# Poor Mans router lift



## Verndog

I thought someone might find the following useful. I just added the Benchdog router table extension to my table saw. And love it, it is excellent. I also bought the Benchdog aluminum router plate. I have a Porter Cable 7539 plunge router and needed a way to control the router lift. I want to add a genuine router lift in the future but I will have to purchase the 7518/7519 plus the router lift and couldn't justify the expense at this time for the limited amount of use. I had seen these plans somewhere so I can't take the credit. The 3/8 threaded bolt and T nut provides the lift mechanism. and holds the router bit securely in place. You simply turn the wheel to adust the bit up or down. I did have to add the aluminum angle iron to my Benchdog table but it already had predilled 1/4 holes to mount it to. Works great! Hope someone finds it useful. :thumbsup:


----------



## Handyman

Necessity is the mother of invention. Great job


----------



## firehawkmph

Vern,
That looks like the same saw I have. Is yours about 30 years old? One question on the lift, are you using it because you have a plunge router to counteract the spring pressure of the plunge mechanism? When I first got my router table years back, the only router I had to put in it was a dewalt 3 1/2hp plunger. It was always a pain to set the height because you were always trying to compress the spring and let it off for each adjustment. I fixed that finally be replacing that router with a fixed base milwaukee. Now it is easy and don't see a need for a lift mechanism. Just wondering,
Mike Hawkins


----------



## niki

I'm using this idea for more than 10 years but first time that I see that also somebody else is using it.
Very nice job.

I'm using 1/4" threaded rod for finer adjustment

This is my old router table









And that's the new one...The large hole is for a "pedal" or "out of the table router lift" installation














Regards
niki


----------



## knotscott

Nice work VD. I've seen an example of someone who actually rigged a small B&D type power driver to a rig similar to this, and used it as a cordless DIY motorized lift.


----------



## Handyman

Verndog and Niki 
This question would be for both of you. I understand how your plung router lift works and like the idea, but it look like the router is sitting on the lift with only gravity holding it down. Once you have your height set do you lock the router in place or is gravity enought to hold it in place. I have had my router walk up the edge of a board while using it in the upright position is why I was asking. My router table in a fixed box and I have to lift the router out to make ajustments and then set it back in the hole. I am useing a 2 1/2hp Craftsman none plung router in my router table.


----------



## niki

Handyman said:


> Once you have your height set do you lock the router in place or is gravity enought to hold it in place.
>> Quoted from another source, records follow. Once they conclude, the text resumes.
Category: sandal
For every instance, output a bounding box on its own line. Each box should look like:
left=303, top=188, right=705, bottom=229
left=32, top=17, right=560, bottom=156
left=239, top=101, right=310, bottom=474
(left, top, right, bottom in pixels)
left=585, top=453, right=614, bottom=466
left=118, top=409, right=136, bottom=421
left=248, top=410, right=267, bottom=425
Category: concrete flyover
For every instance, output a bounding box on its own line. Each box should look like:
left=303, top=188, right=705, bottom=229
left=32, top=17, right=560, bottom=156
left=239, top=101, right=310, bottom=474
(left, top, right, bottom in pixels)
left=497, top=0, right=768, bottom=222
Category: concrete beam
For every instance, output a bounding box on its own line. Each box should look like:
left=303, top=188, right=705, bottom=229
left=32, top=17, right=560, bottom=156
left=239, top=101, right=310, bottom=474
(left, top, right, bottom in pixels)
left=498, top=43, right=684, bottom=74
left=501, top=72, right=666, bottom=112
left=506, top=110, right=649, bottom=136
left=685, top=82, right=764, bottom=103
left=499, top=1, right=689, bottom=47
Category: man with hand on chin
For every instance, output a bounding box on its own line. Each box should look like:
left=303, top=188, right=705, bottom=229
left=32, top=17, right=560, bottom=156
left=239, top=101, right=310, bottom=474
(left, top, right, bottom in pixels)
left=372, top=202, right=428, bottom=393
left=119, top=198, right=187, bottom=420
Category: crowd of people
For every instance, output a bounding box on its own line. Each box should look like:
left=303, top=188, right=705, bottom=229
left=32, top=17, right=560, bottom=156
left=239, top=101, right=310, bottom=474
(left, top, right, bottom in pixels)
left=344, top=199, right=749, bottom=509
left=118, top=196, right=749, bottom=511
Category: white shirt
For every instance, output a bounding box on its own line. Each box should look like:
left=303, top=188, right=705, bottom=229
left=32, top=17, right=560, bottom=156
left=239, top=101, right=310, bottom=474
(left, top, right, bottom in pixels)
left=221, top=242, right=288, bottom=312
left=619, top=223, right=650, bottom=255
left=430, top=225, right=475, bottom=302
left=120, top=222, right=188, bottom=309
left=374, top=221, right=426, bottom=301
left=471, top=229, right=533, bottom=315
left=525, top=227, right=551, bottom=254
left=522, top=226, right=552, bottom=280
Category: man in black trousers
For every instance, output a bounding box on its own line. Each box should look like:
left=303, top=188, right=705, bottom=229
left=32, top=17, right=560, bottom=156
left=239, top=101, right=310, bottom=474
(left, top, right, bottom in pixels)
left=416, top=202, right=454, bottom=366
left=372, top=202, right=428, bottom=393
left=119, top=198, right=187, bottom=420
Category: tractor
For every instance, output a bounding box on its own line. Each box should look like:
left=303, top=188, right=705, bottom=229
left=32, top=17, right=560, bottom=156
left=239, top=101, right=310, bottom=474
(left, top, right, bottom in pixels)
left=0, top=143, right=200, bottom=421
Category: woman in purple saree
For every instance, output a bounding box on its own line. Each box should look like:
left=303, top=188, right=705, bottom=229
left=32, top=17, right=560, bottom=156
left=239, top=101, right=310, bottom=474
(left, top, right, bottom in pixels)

Oh yes, after I set the bit height, I always lock the "Plunge Lock" unless.......

I'm working with this "Router Lift" but than, the router is moving all the time up (and down)....I use it for mortising, lifting the bit gradually every pass till I reach the pre-set depth of the mortise.

Regards
niki


----------



## Verndog

Mike & Handyman,
Yes I have had my saw for around 30 years. At the time I upgraded to a 2 HP motor and I really like the saw. After all these years I just bought an Incra Miter Jig. Haven't used it yet but it sure looks like it will work great. I'm curious do you still use the standard fence system or did you upgrade to a Bessemyer, Incra, Rockler or something else? I have been looking at possibly upgrading the fence. That will cost now nearly what I paid for the saw 30 years ago.
On your other question that is the problem I was having is the plunge spring was always pushing down pretty hard in fact the lever lock will no longer even hold in place. I haven't tried to fix that because my device now hold it securly in place. Handyman brings up a good point but I think the spring pressure it enough to hold it down. I used it to route a table edge recently and it was fine but I will lock it in place with the stop rod when I do my raised panel doors with the large bit. Hanydyman thanks for bringing that to my attention I may have forgotton to set the stop. Eventually I will upgrade to a fixed base router and probably spring for a genuine benchdog router lift also. 
Thanks to all for your advice and encourgement!:smile:


----------



## Verndog

Niki,
I really like the crank idea thanks for the pictures. Maybe I will rework it or go motorized like Knotscott mentioned.


----------



## firehawkmph

Ok Vern,
That's what I thought you guys were using the lift for. I had the same problem when I had my plunge router in the table. I got tired of fighting with it and bought the fixed base. I haven't upgraded anything on the saw except the belt with one of the leather link belts. Just tuned everything up the other day. Bought a new forrest rip blade. Realigned the fence, checked everything for square, parallel, etc. Works fine. The last tool show I was at I talked to the dewalt/delta reps about a better fence. Delta makes their own fence similar to a biesemeyer. Actually looks a little better to me. It was a lot less expensive. If memory serves me, around 150.00. They also have a separate riving knife available for our saws. They are made by a separate company for all the major brand saws. Looks like a good thing to update also. 
Mike Hawkins


----------



## Verndog

Mike,
Now I'm showing my ignorance. What is a riving knife? That fence sounds a lot more reasonable. I think I may have seen one at Lowe's. The other fences I was looking at were running 500-600 bucks or better. Just haven't been able to justify that as the old standard seems pretty fair. Thanks for your input!


----------



## firehawkmph

Vern,
A riving knife is a separate curved piece that mounts behind the blade and helps to keep the kerf separated after the cut and prevent the board from binding on the blade. In the past they were part of the sawblade guard. The new large table saws after the first of this year are supposed to start coming with separate riving knives that can stay in place when you remove the blade guard to do a close cut or a dada. They don't stick up as high as the blade and are supposed to be able to stay in place when cutting a dado without getting in the way. Here's a link for one of them with an explanation:
http://blogs.popularwoodworking.com/editorsblog/Riving+KnivesReport+From+AWFS+2007.aspx
Mike Hawkins


----------



## Verndog

Mike,
Thanks so much for the information on the riving knife. I have had that binding effect happen a couple of times and fortunately wasn't injured. One piece put a dent nearly through a piece of fireproof drywall that was placed over plywood. I could see how easy your fingers could get thrown into the blade under those circumstances. I will be on the lookout for one. The Delta should fit right on our saws. Thanks again!


----------